Denn ein Mann kann den Ort verlassen, den er als Heimat betrachtete.
Doch ein Mann kann nicht den Glauben verlassen, wenn er sein Herz führt.
Und Bernard de Molay folgte noch immer seinem Glauben.
Nur nicht mehr hier.


 

Re: Abschied aus Solgard

Verfasst: 01 Mär 2025, 20:51
von Tonya Darez
Der Abend war lang gewesen.
Viele Worte waren, wie ein Fluss, an mir vorbei gerauscht.
Alte Geschichten, gleich einem Lehrbuch aus der Schule, wurden vorgetragen. Lehrreich und doch so fern.
Namen, die Kometengleich an mir vorbei Strichen.
Einige Namen bleiben im Kopf, Malina, Alirion, in ihren Taten große Menschen waren.
Doch nun sind sie Geschichten, Geschichten aus der man lernen kann, an denen man sich Moralisch und vielleicht sogar manchmal Seelisch entlang hangeln kann. Beispiele für glorreiche Taten, Glorreiche Zeiten.
Heute stehe ich an einem Punkt, an dem Geschichten zwar lehrreich, aber nicht ausschließlich für den eigenen Erfolg Maßgeblich sind.
Ein unabdingbarer Fakt sind die Gesetze.
Auf der See folgst du anderen Gesetzen, den Gesetzen des Schiffes, denen des Kapitäns, denen der Natur.
Zieht ein Sturm auf, wissen alle was zu tun ist.

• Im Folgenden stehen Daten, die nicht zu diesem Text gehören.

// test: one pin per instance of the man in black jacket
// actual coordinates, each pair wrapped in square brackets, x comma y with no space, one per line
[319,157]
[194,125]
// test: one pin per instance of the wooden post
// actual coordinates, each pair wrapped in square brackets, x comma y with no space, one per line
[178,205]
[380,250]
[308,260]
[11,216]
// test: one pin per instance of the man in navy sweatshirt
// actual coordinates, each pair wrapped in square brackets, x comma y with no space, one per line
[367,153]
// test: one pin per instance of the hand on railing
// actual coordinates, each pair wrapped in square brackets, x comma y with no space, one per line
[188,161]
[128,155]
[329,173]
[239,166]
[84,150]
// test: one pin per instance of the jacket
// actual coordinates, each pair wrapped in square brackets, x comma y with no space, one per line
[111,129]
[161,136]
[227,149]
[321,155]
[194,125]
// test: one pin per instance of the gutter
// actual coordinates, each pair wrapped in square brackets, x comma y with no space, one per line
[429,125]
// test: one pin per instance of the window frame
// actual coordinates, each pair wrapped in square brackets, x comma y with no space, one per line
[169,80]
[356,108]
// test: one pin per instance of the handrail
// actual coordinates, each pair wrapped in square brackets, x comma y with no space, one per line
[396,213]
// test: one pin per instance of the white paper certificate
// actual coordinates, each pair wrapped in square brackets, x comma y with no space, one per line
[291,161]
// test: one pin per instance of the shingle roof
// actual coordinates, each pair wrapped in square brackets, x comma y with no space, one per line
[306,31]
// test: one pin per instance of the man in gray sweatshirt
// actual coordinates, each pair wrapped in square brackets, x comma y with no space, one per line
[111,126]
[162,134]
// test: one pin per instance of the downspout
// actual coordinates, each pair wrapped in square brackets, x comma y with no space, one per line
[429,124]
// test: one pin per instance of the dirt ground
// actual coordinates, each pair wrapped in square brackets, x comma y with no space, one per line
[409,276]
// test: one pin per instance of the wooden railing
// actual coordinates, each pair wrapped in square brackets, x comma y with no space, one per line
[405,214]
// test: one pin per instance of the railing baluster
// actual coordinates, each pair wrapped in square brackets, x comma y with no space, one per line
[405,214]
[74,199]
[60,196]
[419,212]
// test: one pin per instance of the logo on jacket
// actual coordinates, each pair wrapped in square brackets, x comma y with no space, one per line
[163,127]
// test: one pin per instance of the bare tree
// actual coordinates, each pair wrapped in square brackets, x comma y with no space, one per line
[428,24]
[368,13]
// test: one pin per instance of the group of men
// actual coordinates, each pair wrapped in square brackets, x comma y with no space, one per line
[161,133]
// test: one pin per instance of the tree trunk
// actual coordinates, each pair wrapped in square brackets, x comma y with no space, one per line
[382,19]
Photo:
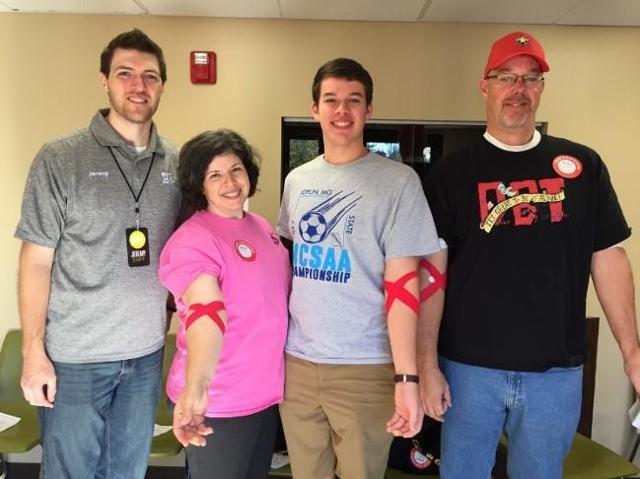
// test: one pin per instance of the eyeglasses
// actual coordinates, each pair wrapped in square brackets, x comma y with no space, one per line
[510,79]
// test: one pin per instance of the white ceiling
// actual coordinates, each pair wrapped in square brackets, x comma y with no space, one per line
[545,12]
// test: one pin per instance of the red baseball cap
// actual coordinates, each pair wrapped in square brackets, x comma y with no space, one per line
[512,45]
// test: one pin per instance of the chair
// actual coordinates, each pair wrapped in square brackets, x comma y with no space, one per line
[589,460]
[26,434]
[165,444]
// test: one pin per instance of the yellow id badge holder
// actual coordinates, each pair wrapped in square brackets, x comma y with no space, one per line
[137,247]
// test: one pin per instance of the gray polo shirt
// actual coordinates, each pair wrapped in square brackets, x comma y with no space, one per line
[77,202]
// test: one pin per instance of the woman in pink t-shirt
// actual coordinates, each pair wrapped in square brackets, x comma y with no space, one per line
[230,277]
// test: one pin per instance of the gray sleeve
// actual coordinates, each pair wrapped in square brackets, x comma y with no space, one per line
[44,202]
[282,224]
[410,230]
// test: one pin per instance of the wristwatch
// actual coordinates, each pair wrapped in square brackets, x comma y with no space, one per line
[406,378]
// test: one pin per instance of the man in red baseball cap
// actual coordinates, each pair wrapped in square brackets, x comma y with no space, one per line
[527,218]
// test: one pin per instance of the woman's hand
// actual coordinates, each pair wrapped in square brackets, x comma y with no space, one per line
[188,416]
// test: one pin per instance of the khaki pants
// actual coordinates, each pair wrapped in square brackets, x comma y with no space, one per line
[334,419]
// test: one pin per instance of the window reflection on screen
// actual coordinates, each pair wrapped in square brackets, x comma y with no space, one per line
[388,150]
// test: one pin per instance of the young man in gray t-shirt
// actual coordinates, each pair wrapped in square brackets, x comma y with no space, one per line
[359,224]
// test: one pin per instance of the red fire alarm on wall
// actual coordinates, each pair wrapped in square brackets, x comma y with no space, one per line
[203,67]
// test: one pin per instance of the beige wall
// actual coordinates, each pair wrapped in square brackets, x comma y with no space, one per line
[49,86]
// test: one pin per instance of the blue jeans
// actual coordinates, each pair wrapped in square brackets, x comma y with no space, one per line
[101,424]
[537,411]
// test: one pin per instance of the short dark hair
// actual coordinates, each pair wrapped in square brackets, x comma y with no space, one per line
[133,40]
[197,153]
[347,69]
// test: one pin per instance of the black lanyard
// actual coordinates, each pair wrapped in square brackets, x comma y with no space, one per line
[135,197]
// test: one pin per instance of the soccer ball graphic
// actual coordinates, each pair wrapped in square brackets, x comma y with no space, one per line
[313,227]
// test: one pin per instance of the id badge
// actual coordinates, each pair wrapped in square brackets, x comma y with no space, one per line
[137,247]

In Solgard sind die Gesetze klar.
Klar formuliert und definiert.
Ein Rahmen, in dem es sich zu bewegen gilt, den es nicht zu Diskutieren gilt.
Es gibt einen gewissen Spielraum, der für alle gleich ist.
Die Tugenden....
Die Tugenden sind moralische Stützen des Glaubens.
Werte, die ein jeder in sich trägt, wenn er dem Glauben des Herren folgt.
Jede Tugend für sich genommen ist stark, prägen Wege, eben Wege.
Alle Tugenden gleichermaßen auf eine Waagschale zu legen und diese gegen die Gesetze aufzuwiegen ist schier unmöglich.
Gerechtigkeit, etwas, was mir sehr am Herzen liegt, bedeutet, alle nach gleichem Maß zu messen.
Alle.
Jedes einzelne Individuum in Solgard, welches sich als Bürger, als Freund, als Verbündeter präsentiert wird gleichermaßen behandelt.
So bereue ich keinen Augenblick auch deMolay den gleichen, gerechten, Maßstäben unterzogen zu haben.
Ein Kautziger Mann, dessen Taten ihm wie ein Herold vorher gehen.
Wohl gäbe es kaum einen größeren Gegensatz zu mir, nehmen wir mal die Suromer aus.
Ein gutes Herz, redliche Absichten, aber Wege, die es mir schwer machen.
Vielleicht könnten wir, so wir Ziele definieren würden, gleichermaßen jeder für sich arbeiten und wir würden gemeinsam erstaunliches Bewegen können.

Bernard deMolay, ein Priester des Herren, der die Tugenden wie ein Schutzschild um sich trägt, aber mein großes Ganzes nicht akzeptieren will.
Vielleicht liegt es an unausgesprochenen Worten, vielleicht liegt es an zu vielen Worten im falschen Kontext.
Wer weiß es schon?

Die Wachen tuschelten, sprachen davon, dass Bernard spät Abends gegangen sei.
Sein Weg wird ihn leiten, durch Höhen und Tiefen, durch Engpässe und Schluchten. Freie Wege, Geröll, Felsen, Berge.
  
Vielleicht wird das nächste Gespräch anders verlaufen.